Perhaps my experience has been limited. Slings that spread the load are familiar to me. Yet, I know of no group without slings who carries an AR for more than thirty or forty minutes. There must be such groups. Who are they? (I have mil experience, but no LE. Lots of hunting experience.)
This must be a competition-specific technique. When I want to reduce the weight on the arms, I either use the sling or carry muzzle-up, stock held between bicep and ribcage.
The technique has merit with some people under some situations, just another tool to consider.
I just wish the video wouldn’t self start every few minutes on my computer.
Thank you Crunkleross and all of the other commentators who have mentioned the positives and negatives with this method and her forward hand hold.
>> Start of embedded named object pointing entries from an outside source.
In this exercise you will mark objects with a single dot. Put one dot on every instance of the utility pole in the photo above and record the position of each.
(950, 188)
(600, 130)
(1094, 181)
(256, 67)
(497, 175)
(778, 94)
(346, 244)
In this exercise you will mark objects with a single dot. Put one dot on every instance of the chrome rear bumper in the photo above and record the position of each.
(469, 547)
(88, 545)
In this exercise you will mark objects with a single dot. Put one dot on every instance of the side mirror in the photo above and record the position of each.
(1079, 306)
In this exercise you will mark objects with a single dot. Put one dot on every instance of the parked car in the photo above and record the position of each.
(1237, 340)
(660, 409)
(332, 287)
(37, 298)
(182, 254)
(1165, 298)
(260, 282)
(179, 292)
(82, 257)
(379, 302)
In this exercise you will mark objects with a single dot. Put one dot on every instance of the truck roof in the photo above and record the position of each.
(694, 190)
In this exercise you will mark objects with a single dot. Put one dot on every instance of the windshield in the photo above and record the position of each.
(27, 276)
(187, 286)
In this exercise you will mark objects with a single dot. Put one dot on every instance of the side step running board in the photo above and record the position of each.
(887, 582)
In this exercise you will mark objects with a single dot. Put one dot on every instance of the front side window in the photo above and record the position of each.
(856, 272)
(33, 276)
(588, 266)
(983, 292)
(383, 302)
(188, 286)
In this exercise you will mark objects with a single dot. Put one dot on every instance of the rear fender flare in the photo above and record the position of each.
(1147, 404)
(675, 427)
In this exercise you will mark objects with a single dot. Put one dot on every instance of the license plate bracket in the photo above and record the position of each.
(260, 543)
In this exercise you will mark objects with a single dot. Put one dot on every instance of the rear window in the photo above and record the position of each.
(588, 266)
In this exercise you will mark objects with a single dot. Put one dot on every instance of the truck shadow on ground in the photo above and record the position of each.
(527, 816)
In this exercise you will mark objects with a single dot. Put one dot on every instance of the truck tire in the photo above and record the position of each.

This is an option that is available to all shooters, if it works for you then great, if not, great.
Her weapon is full of crap that she doesn’t need, but it is apparently set up for a competition.
Her sling would get her killed in combat, she would have to un-clip it to regain her motion.
I don’t know about you, but I never get tired of Shooing.
That’s a great tip. Hopefully it will help more shooters enjoy the sport, learn to love it, and support the Second Amendment (including M4 pattern carbines). We can use all of the supporters we can get.